Tak hanya berfokus pada pekerjaan fisik teknis, pihak pelaksana juga memperhatikan kenyamanan lingkungan sekitar. Sejumlah pekerja terlihat sigap membersihkan sisa debu galian tanah yang mengering di jalan desa agar tidak menimbulkan polusi udara yang mengganggu pernapasan warga mapun pengendara jalan.
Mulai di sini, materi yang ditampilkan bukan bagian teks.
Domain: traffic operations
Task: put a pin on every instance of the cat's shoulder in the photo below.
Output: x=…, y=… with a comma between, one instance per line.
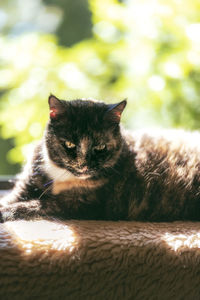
x=162, y=138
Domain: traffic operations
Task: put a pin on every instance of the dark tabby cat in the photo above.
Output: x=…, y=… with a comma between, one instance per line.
x=86, y=167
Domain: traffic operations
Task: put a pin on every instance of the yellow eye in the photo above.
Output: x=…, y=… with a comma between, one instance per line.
x=100, y=147
x=70, y=145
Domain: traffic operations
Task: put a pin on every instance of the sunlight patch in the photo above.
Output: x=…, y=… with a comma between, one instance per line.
x=33, y=236
x=182, y=241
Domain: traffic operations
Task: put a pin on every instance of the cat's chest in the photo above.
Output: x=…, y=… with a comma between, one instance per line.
x=76, y=185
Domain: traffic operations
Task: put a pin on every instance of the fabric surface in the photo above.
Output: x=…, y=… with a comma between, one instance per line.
x=99, y=260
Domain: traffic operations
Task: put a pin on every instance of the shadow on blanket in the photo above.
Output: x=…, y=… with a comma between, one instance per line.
x=99, y=260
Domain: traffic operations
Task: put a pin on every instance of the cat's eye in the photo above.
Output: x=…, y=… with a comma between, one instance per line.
x=99, y=148
x=70, y=145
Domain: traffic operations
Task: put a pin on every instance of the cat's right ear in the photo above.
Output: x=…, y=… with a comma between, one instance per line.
x=55, y=106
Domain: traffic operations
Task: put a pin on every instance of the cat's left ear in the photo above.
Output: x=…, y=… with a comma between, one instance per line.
x=115, y=110
x=56, y=107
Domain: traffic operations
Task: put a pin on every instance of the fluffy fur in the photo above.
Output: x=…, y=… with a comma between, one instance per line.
x=86, y=167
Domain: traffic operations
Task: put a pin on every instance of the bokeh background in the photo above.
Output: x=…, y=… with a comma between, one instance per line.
x=145, y=50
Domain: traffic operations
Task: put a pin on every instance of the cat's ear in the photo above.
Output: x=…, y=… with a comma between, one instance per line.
x=56, y=107
x=114, y=111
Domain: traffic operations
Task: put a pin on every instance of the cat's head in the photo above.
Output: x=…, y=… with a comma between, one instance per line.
x=83, y=136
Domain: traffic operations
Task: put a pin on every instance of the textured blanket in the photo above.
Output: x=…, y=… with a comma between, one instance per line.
x=99, y=260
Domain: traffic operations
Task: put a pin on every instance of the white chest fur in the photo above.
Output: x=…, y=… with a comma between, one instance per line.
x=63, y=179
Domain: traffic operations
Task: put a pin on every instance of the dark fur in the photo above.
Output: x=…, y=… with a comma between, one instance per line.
x=138, y=177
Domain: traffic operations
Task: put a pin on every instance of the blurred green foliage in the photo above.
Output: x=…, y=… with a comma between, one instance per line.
x=147, y=51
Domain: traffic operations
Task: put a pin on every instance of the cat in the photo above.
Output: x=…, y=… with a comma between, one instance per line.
x=88, y=167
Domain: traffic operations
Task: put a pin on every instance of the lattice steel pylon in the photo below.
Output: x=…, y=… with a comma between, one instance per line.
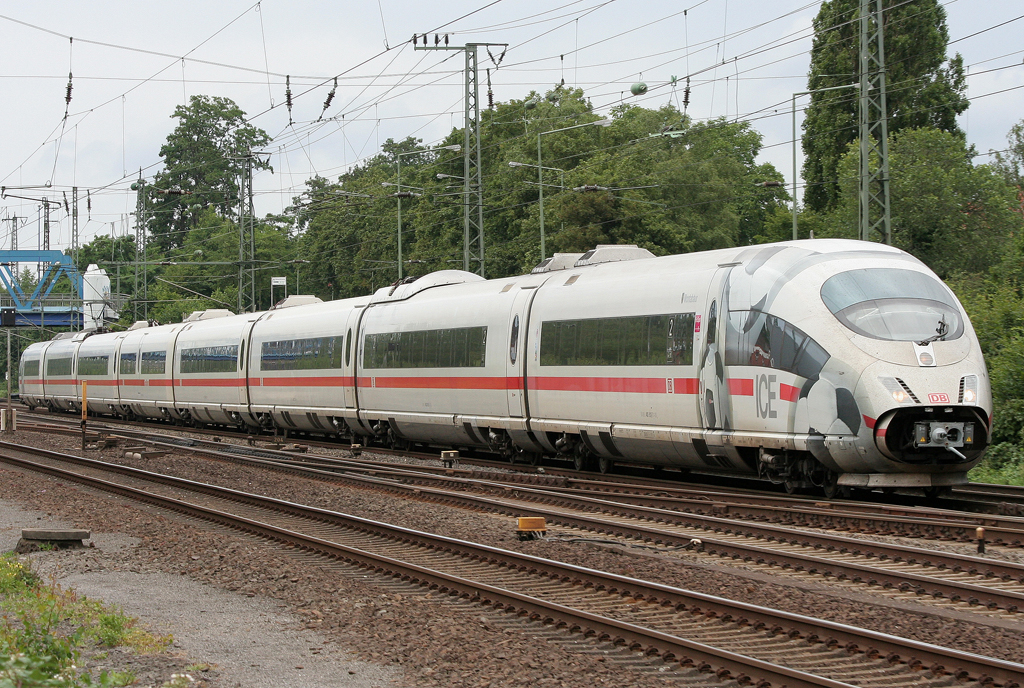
x=876, y=218
x=141, y=268
x=247, y=239
x=473, y=250
x=74, y=225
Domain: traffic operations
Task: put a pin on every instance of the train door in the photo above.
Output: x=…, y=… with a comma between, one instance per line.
x=713, y=397
x=350, y=324
x=515, y=355
x=245, y=342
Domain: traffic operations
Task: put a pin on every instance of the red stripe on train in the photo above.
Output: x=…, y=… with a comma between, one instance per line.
x=740, y=386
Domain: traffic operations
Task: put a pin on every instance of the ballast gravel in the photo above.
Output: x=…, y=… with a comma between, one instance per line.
x=414, y=639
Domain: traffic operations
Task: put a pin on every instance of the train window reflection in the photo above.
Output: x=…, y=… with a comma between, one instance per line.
x=452, y=347
x=93, y=364
x=755, y=338
x=210, y=359
x=301, y=354
x=58, y=367
x=128, y=363
x=638, y=340
x=893, y=304
x=154, y=362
Selain itu, petugas penunjuk jalan (flagman) berseragam APD disiagakan di area masuk pemukiman, seperti kawasan Desa Krasak, guna menjaga keselamatan serta kelancaran lalu lintas.

Komitmen Pelaksana dan Apresiasi Warga
Penyedia Jasa (PJ) sekaligus Penanggung Jawab Proyek, Daud Gutagalung, menegaskan komitmennya untuk memastikan proyek ini berjalan sesuai spesifikasi teknis dan standar K3 yang ketat.
“Pengerjaan di lapangan kami lakukan secara terukur dan teliti, mulai dari penyambungan pipa utama HDPE 40 cm hingga pembersihan bekas lokasi galian tanah di jalan. Komitmen kami adalah menyelesaikan proyek tepat waktu, tepat mutu, serta meminimalisasi potensi polusi dan gangguan aktivitas harian warga,” terang Daud Gutagalung saat dikonfirmasi media.
Langkah ini mendapat sambutan hangat dan apresiasi tinggi dari masyarakat setempat. Warga mengapresiasi sinergi Pemkab Lumajang dan Pemerintah Pusat yang tanggap terhadap persoalan mendasar di daerah mereka. Kehadiran proyek SPAM ini diyakini akan menjadi solusi permanen bagi kebutuhan air bersih di Lumajang Wilayah Utara secara berkelanjutan.